Munch laughed. Yes, Orl, he thought. Orl indeed.

He ordered his remaining people to break camp, and mounting the holding wagon instructed its driver to move out.

Towards the Final Faith's destiny.

Towards his own.

Chapter Fifteen

Everyone seemed intent on hot-footing it to Orl, and that included Kali Hooper. It was just that for the moment — oddly self-defeatingly — she was telling Slowhand not to move. Not an inch. In fact, she would have preferred it if he didn't even breathe.

It was nothing personal. Granted, it might have been very personal at one time but, since his recent reappearance, Slowhand had been somewhat helpful so the least that she could do was try to save his life.

The lava lake had calmed somewhat and was no longer belching out angry plumes of fire, but it was continuing to rise. It had almost reached them now and, any second, threatened to bubble over the lip of the rock on which they stood, at which time they would be hot-footing it whether they had escaped or not.
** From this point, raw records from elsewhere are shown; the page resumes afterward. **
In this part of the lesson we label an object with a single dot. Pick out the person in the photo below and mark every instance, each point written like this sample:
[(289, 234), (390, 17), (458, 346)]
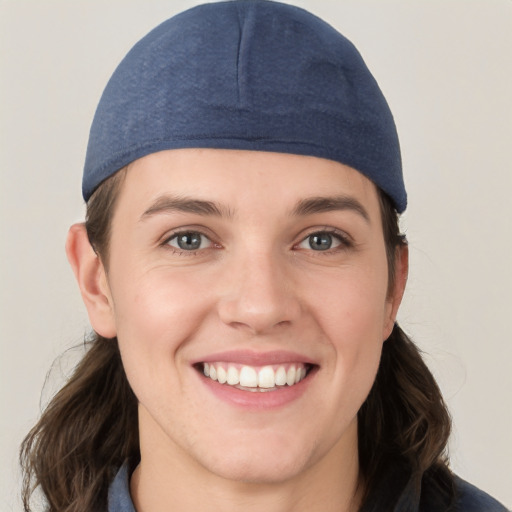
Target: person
[(242, 268)]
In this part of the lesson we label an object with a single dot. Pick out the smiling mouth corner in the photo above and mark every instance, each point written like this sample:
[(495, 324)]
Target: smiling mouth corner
[(255, 378)]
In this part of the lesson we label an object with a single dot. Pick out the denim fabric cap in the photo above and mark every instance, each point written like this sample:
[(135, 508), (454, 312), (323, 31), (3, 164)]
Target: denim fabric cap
[(246, 74)]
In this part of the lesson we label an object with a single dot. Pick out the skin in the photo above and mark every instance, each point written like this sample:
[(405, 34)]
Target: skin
[(255, 284)]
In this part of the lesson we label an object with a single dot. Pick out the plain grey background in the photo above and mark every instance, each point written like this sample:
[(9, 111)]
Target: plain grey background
[(445, 67)]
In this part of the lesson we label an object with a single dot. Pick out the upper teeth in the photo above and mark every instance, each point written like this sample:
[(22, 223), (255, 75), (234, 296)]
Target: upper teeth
[(255, 376)]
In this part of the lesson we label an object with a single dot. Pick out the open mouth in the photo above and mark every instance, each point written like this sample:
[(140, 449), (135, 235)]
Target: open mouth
[(256, 378)]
Thankfully, all was not lost — and, in a manner of speaking, Orl was not lost, either. The pair of them stood no longer on the island but on a small shelf of rock behind and across from the dome, on the opposite side to the incinerated bridge. They had managed to reach it through a combination of her gymnastics and Slowhand's ropes and arrows, an exercise in teamwork that had resulted in a couple of embarrassing tangles but had got them there in the end, she with a sprained thigh and he with a smile on his face.